3. Storage discipline
- Separate volumes for DB and logs. Never let logs fill the DB partition.
- NVMe SSDs only. Spinning rust will not keep up with execution.
- Snapshot regularly.
reth db checkpoint(or filesystem-level snapshots if you can pause writes). - Plan for growth. Reth's full state is hundreds of GB and growing.
4. Monitoring
What to alert on:
| Metric | Alert if |
|---|---|
| Sync lag (head vs network) | > N blocks for > N minutes |
| Peer count | < 5 |
| MDBX free pages | < 5% |
| Process RSS | trending up monotonically |
| Block import time | p99 > target |
| ExEx height behind tip | depends on ExEx |
Reth exposes Prometheus metrics out of the box; wire them to Grafana with alerting on rates of change, not just absolute values.
5. Diff testing
If your fork modifies execution, run continuous diff testing against vanilla Reth on the same blocks:
# Pseudo-code for a diff harness
for block in mainnet[recent_1000]:
s1 = reth_vanilla.execute(block)
s2 = reth_fork.execute(block)
if s1.stateRoot != s2.stateRoot:
alert("divergence at block", block, s1, s2)

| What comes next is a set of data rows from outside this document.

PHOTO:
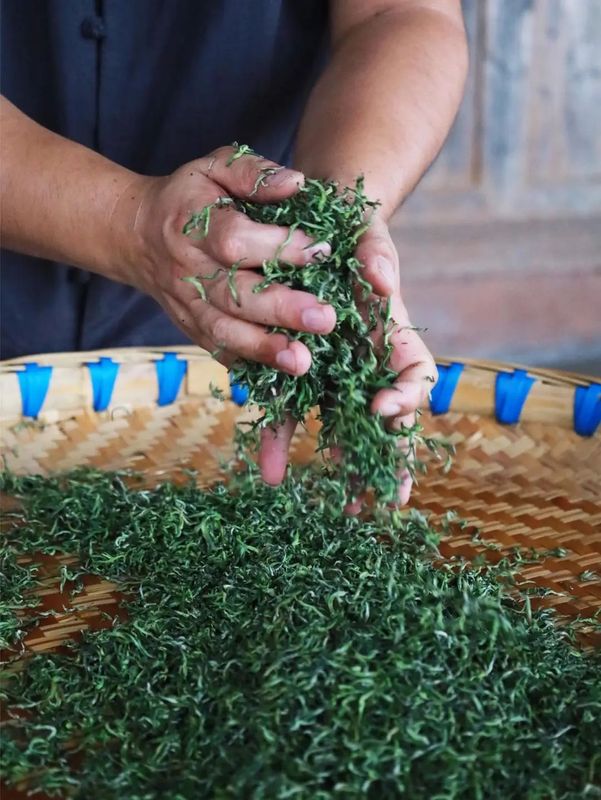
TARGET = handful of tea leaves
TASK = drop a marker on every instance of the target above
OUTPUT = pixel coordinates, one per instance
(347, 369)
(275, 648)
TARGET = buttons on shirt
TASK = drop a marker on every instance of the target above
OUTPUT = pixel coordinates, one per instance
(93, 28)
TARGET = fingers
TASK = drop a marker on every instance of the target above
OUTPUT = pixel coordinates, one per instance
(247, 340)
(379, 257)
(249, 176)
(277, 305)
(232, 237)
(273, 453)
(406, 481)
(416, 370)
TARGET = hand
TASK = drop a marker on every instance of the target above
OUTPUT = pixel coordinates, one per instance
(230, 328)
(410, 358)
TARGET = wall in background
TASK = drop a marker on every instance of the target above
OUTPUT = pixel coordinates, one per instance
(500, 244)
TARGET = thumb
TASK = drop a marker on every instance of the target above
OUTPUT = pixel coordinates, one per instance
(248, 176)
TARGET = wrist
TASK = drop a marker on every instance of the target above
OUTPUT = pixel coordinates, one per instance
(127, 256)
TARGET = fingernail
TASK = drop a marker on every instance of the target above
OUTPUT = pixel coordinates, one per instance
(285, 176)
(413, 393)
(316, 319)
(285, 360)
(389, 408)
(405, 488)
(316, 251)
(386, 270)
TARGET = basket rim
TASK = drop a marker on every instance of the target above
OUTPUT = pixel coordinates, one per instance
(192, 352)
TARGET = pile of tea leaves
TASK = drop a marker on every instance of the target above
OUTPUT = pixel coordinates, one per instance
(275, 648)
(350, 364)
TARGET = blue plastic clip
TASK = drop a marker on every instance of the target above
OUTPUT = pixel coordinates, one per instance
(33, 382)
(442, 393)
(587, 409)
(170, 373)
(238, 392)
(103, 374)
(511, 391)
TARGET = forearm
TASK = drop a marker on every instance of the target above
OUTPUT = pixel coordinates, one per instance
(386, 101)
(59, 199)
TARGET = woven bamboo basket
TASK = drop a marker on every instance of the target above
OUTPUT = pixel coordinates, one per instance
(526, 472)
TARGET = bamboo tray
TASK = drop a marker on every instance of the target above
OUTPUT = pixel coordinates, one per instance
(523, 476)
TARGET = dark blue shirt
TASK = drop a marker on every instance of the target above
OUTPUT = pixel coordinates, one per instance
(150, 84)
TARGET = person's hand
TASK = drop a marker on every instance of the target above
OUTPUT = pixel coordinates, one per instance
(410, 358)
(230, 328)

Any unintended divergence — even one storage slot — means a consensus bug. Bug = chain halt for an App-chain.
6. Deployment topology for an App-chain
Minimum:
- ≥ 4 validators in 3 datacenters
- 2 sentries in front of each validator
- A separate archive node (not a validator) for analytics queries
- A separate RPC fleet with rate-limiting and a CDN
Don't run the validator and the public RPC on the same machine. One DDoS and your chain stalls.
7. Upgrade procedure
The hardest part of running a fork is upgrading it without halting the chain.

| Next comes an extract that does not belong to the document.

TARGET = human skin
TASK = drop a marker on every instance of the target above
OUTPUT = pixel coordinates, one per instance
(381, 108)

- Announce a target block height for activation
- Ship the new binary to validators with a config flag, NOT enabled
- At the activation block, the consensus rule changes — guarded by the height check
- Validators that haven't upgraded fall off — that's why height-gating + announcement matters
This is exactly how Ethereum hard forks work; an App-chain is no different, just smaller scale.
8. Reading list
- Reth Book "Run a node" + "Custom chain" sections
- The validator ops post-mortem from any major chain incident — they're gold for ops intuition
You now have a complete picture: develop, profile, extend, deploy, monitor. Welcome to the small club.

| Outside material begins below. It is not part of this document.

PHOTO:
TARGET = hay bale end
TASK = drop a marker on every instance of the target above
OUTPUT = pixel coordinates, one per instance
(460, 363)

Final check: in one sentence, why is "diff testing against vanilla Reth" the highest-value test you can write for a fork? What class of bug does it catch that no unit test ever will? If your answer doesn't mention "consensus" or "the only output that matters is stateRoot," re-read Section 5.
Expert continuation
Running a Reth fork in production sits at the intersection of three Expert lessons in this course:
- Systems-code auditing — reviewing your fork diff with auditor discipline before every upgrade
- Chaos engineering for Rust EVM nodes — controlled failure injection so your fork survives the same failure modes upstream Reth survives
- Open-source contributor workflow — upstreaming generic fixes back to Paradigm/Reth so your fork's diff stays small
Summary (3 lines)
- Production Reth fork = chainspec + upgrade path + monitoring + emergency response.
- Monitoring: Prometheus + Grafana + alerts. Emergency procedures documented + practiced.
- Coordination via Telegram/Discord + status page. Production examples: OP / Hyperliquid / Tempo / Berachain.